Os vídeos do depoimento, realizado em 30 de dezembro, foram tornados públicos nesta quinta-feira (29) por decisão do ministro Dias Toffoli, do Supremo Tribunal Federal (STF), relator do caso.
O Banco Master foi liquidado em novembro pelo Banco Central, após a identificação de um elevado custo de captação e de forte exposição a investimentos considerados arriscados, com taxas de juros acima do padrão de mercado. A liquidação extrajudicial é o mecanismo pelo qual o BC encerra as atividades de uma instituição financeira que não reúne mais condições de funcionamento, nomeia um liquidante e promove a venda de ativos para pagamento dos credores, conforme a ordem legal.
Um especialista ouvido pelo g1 ressaltou que, por não ser uma instituição de grande tradição no mercado, o Master deveria manter um volume de recursos em caixa ainda maior do que bancos mais consolidados com estrutura semelhante de passivos.
“[Deveria ter] um caixa maior que uma instituição financeira de maior tradição com a mesma estrutura de passivos”, explicou o economista Carlos Eduardo de Freitas, ex-diretor da Área Externa do Banco Central.
Durante o depoimento, Ailton Aquino também citou dificuldades operacionais enfrentadas pela Will Financeira, que opera sob o nome fantasia Will Bank e integra o conglomerado do Banco Master. Segundo ele, havia problemas recorrentes para honrar pagamentos, o que exigia acompanhamento constante por parte da supervisão do BC.
Cerca de dois meses após a liquidação do Master, o Banco Central decretou também a liquidação extrajudicial da Will, instituição voltada à inclusão financeira de pessoas de renda média e baixa. Antes disso, a empresa estava sob o Regime de Administração Especial Temporária (Raet), mecanismo que permite ao BC assumir provisoriamente o controle da instituição para tentar evitar prejuízos maiores aos clientes e ao sistema financeiro.

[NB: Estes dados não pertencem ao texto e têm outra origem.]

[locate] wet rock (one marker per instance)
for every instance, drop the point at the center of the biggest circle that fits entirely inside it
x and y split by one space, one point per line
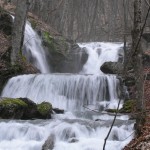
129 81
45 110
112 68
128 106
24 108
65 55
49 143
58 111
73 140
12 108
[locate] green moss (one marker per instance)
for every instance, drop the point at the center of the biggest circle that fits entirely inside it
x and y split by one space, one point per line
44 108
12 101
49 41
128 106
33 23
112 110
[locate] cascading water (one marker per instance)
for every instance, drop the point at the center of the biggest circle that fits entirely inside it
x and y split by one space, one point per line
77 128
34 51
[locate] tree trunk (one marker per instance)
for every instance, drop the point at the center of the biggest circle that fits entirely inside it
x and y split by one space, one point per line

De acordo com o Banco Central, houve uma tentativa de preservar a operação da Will em razão do interesse público, inclusive com a perspectiva de venda para um investidor estrangeiro, hipótese que não se concretizou. Além disso, o descumprimento da grade de pagamentos com a Mastercard agravou a situação. No dia seguinte ao impasse, a bandeira anunciou a suspensão da aceitação de cartões emitidos pelo Will Bank.
Em nota divulgada à época da liquidação, o Banco Central afirmou que o conjunto desses fatores comprometeu a situação econômico-financeira da instituição e caracterizou sua insolvência.